Smartrac has been piloting prototypes of the moisture-sensing Sensor DogBone tags with a handful of end users in North America and Europe throughout the past year, Strömberg says. Those pilots, conducted in manufacturing and health-care environments, found that in some cases, customization of a sensor tag was necessary. In other scenarios, however, a universal tag would work, and that led the company to release the Sensor DogBone this month. The Sensor DogBone is designed to be that universal tag, to allow systems integrators to begin developing solutions, conducting proof-of-concepts and pilots, and then modifying or customizing the tags, if necessary, for a specific use case. Such modification could be carried out collaboratively between the integrator and Smartrac.

“We have a product that we feel can be used in many different use cases,” Strömberg says. For instance, a tag could be placed inside a container at the end of an assembly line to automate the testing of whether that container is watertight. A UHF RFID reader could interrogate the tag inside that container, and the tag would use the device’s power to send a response that would indicate the presence of moisture if the antenna has experienced a change in impedance.

Although Strömberg declines to provide names or specific descriptions of the pilots underway during the past year, he says several of the pilots were testing the tag for measuring moisture presence in containers. At least one pilot participant was also in the health-care market, though he says he cannot describe how that firm is testing the Sensor DogBone.

Strömberg envisions the tags being used in a variety of other ways as well. The Sensor DogBone can identify moisture presence in a material, such as wet soil or concrete, and future versions of the tag are expected to be able to sense moisture in ambient air. For that reason, the tag could inform users, via an RFID reader, regarding the moisture level in a room or cooler, as well as in construction materials for which moisture must remain at a very specific level. It could also be used in the agriculture industry, to measure moisture levels in soil.

The tag is designed to work with a variety of low- or high-dielectric materials, including wood, cardboard, plastic, stone or construction materials.

Just like Smartrac’s standard (non-sensing) DogBone tags, the Sensor DogBone’s die-cut size is 97 millimeters by 27 millimeters (3.8 inches by 1.1 inches) and its antenna measures 88 millimeters by 24 millimeters (3.5 inches by 0.9 inch), though the antenna shape is more complex than that of Smartrac’s non-sensor DogBone tags. The Sensor DogBone, which ranges from 200 to 300 microns (0.008 to 0.01 inch) in thickness, comes with 64 bits of tag ID (TID) memory, 128 bits of Electronic Product Code (EPC) memory and 144 bits of user memory. Strömberg says the read range is similar to that of a standard UHF DogBone tag.

Because the tag requires a reader to transmit sensor data, it cannot behave as a data logger, and users would thus need to capture periodic reads if they wanted to collect a history of measurements. However, he says, this process would work well for those who wanted to store information on a cloud-based server, since a reader could automatically forward sensor measurements to a server each time a tag was read, thereby creating an electronic record. Because the Sensor DogBone is totally passive, he adds, the company has enabled the tag to be embedded, for example, within a building’s structural material—an application that would be impractical for a sensor with batteries that had to be replaced.

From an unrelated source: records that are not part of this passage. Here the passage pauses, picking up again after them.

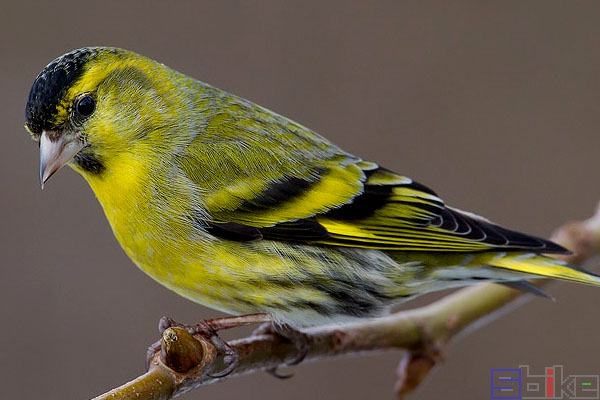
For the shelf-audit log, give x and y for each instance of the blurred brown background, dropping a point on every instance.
(495, 104)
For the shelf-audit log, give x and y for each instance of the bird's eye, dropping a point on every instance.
(85, 105)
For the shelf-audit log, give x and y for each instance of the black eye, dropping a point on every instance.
(85, 105)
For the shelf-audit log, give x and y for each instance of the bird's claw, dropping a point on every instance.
(208, 330)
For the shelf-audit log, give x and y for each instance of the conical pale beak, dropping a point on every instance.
(56, 151)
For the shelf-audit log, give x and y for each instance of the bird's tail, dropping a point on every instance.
(543, 266)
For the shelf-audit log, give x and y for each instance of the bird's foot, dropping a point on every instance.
(285, 332)
(208, 330)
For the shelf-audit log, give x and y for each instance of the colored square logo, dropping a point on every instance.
(506, 384)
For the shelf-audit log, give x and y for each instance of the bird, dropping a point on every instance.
(245, 211)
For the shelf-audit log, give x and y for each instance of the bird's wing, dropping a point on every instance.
(265, 177)
(356, 205)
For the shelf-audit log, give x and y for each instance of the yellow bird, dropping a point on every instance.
(243, 210)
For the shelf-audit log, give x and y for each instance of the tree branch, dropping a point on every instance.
(185, 362)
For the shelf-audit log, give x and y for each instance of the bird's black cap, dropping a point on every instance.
(50, 86)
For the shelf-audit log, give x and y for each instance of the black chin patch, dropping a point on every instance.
(89, 162)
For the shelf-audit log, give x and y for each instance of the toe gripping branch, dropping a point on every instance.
(198, 349)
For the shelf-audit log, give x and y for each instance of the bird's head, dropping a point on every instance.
(94, 107)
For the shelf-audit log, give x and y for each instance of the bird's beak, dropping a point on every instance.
(56, 151)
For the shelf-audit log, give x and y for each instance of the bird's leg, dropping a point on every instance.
(285, 332)
(208, 330)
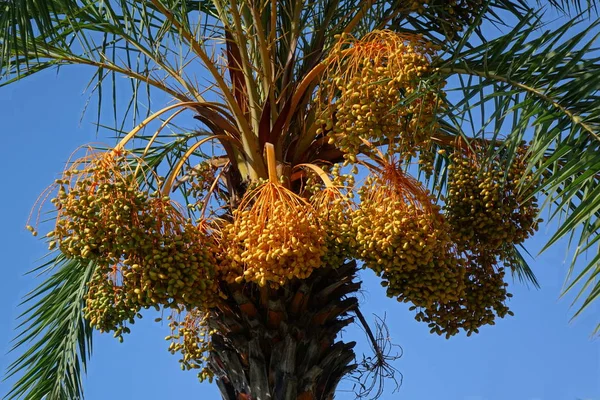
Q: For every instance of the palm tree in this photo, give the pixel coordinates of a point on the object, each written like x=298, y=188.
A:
x=243, y=226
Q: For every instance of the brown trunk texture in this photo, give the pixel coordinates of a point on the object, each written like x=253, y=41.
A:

Smartrac expects systems integrators to develop solutions for the tag that the technology developers had not even considered. “Time will tell where this goes,” Strömberg says, “but it’s going to be an interesting ride” as developers create solutions using the tag. Traditionally, he notes, in developing the best RFID tag in terms of transmission reliability and range, Smartrac focused on tuning an antenna according to the materials that the company expects will be in the tag’s vicinity. Now, the firm is taking a new approach by using an IC that tunes itself based on the antenna’s impedance. “We are climbing our own learning curve now as we have added this new dimension.”

According to Strömberg, the Sensor DogBone tag costs about 50 cents apiece.